Rather than face Flanigan’s fate, Foy arranged in 2006 to demote himself to deputy, a position from which he could not be fired without cause. That same year, he started getting calls from a firm called Vanderbilt Capital Advisers, which wanted the fund to invest in a mortgage-backed collateralized debt obligation, or CDO. If those three letters mean anything to you, you have an idea where this is headed. But Vanderbilt’s was a very special kind of CDO.

After investment banks pool mortgages together into CDOs, they split them up into “tranches” of quality, of which the highest-rated get first dibs on interest payments. Generally in such deals, only the highest-rated tranches are sold to investors. But what Vanderbilt was peddling was the lowest-quality “equity” tranche — “the residue left over after investment banks assemble assets and securitizes them,” as the complaint puts it. Equity tranches were also known as “toxic waste.” The investment banks did not bother paying rating agencies to grade them, because they generally didn’t bother trying to sell them.

Vanderbilt estimated the tranche would deliver 20% annual returns; Foy could not see how. The Board voted 4-2 to invest $90 million in the CDO. It would not be the last for the state: Kay Chippeaux, who managed money for New Mexico’s State Investment Council (and contributed to Bill Richardson, told Bloomberg that by April of that year her fund had $225 million invested in “equity” tranche CDOs and its board had voted to invest $300 million more. In May the ERB received its second and last interest payment from Vanderbilt, the two of which totaled $3.7 million. In August the fund received a letter from Vanderbilt blaming “cash flow” problems for a suspension of interest payments. The rest was gone.

That December Foy was accused of sexual harassment in what he claims was a ploy to get rid of him; he was found guilty on three charges but claims the charges were fictitious. He was demoted and eventually all but forced to retire, the lawsuit claims. Whatever one makes of charges against Foy, the very questionable investment he notes, speaks for itself. Banks pawned off “equity tranches” on a multitude of public pension funds during the height of the height of the bubble, but no fund’s exposure to the risky assets even approached New Mexico’s. (Although CalPERS looks like it was the second most aggressive toxic waste acquirer.)

Foy never figured out who got what out of the deal, save for the 20 banks and asset management firms that collected fees to put it together. But the son of one of Richardson’s closest associates turned out to be the “placement agent” on the deal — and 23 others that netted him more than $11.5 million in fees.
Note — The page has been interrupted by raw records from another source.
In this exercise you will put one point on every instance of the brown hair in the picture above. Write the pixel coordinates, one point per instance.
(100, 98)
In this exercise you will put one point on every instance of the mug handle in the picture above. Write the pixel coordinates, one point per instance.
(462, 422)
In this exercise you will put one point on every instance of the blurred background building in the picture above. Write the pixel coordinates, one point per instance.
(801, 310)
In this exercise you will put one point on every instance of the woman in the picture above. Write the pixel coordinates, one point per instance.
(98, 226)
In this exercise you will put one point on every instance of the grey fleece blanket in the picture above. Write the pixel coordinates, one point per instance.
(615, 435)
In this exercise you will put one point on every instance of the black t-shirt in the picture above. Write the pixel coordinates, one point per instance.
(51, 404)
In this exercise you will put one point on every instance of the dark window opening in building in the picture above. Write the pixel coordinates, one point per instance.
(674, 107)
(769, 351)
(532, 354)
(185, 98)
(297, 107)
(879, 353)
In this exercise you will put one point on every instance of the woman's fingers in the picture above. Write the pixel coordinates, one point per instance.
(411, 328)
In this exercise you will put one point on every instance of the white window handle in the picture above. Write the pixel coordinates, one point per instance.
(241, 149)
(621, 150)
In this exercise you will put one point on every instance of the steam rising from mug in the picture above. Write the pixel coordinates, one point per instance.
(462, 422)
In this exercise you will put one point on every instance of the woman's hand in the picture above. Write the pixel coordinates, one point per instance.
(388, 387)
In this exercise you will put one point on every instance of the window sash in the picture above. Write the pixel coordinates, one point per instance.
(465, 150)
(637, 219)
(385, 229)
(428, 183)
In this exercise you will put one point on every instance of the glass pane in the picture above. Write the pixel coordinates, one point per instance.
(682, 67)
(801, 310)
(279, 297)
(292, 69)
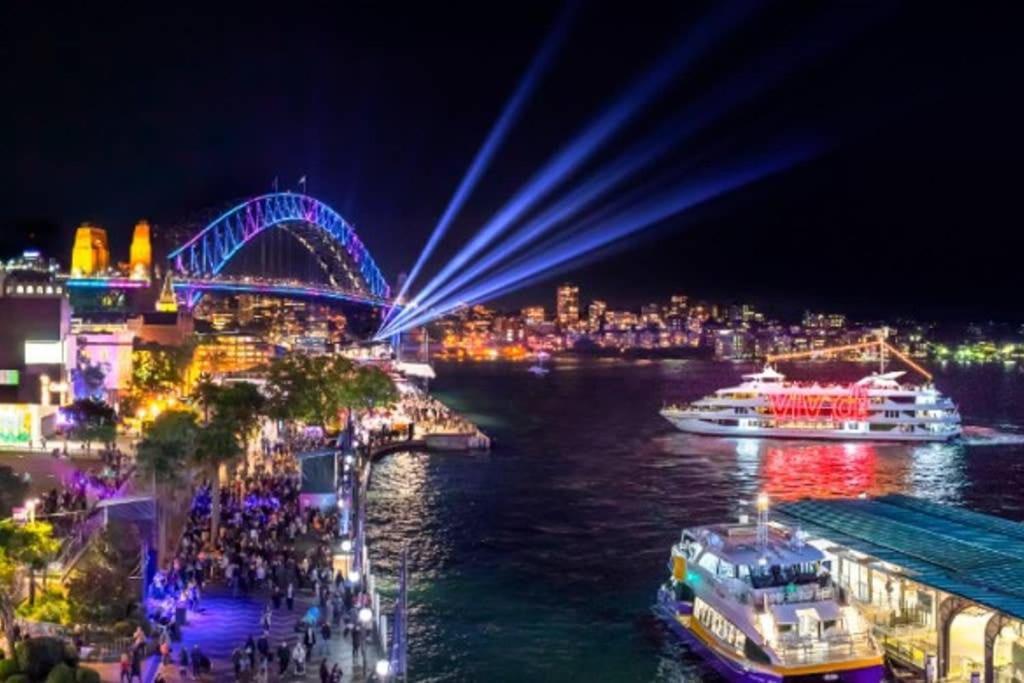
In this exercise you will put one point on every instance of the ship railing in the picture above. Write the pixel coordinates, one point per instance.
(813, 593)
(838, 647)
And that son, it probably wouldn’t surprise Tom Flanigan to learn, sometimes collects fees through a placement agency owned by the son-in-law of that persuasive CalPERS board member Jerry Cremins — who is in turn accused of participating, along with the yacht-flipping consultant Chris Bower and a host of other politically-connected professional pension fund skimmers, in the $35 million state-run conspiracy to defraud the pension fund in New York.

New York finally got around to banning hedge funds and private equity firms from paying “finder’s fees” for investments in the pension fund — but not before an assortment of politicos and Wall Street banks succeeded in assembling an extensive Rolodex of quid pro quo-inclined money and managers. In many cases, that same Rolodex was deployed to peddle interest rate swaps and other risky derivatives on cities, states and public works programs.

While most of Wall Street’s worst abuses were carried out by people sufficiently divorced from the consequences of their actions — by screens and spreadsheets and the detaching effects of “securitization” — to perceive them as victimless crimes, the ever-expanding pay-to-play scandal involves a much more direct plundering of the public sector and the retirement funds of those who work within it to enrich Wall Street. Its complexities are still mind-numbing, but this is only financial scandal where you’ll find characters like Rod Blagojevich. We’ll be introducing you to some more of its boldface names over the coming days.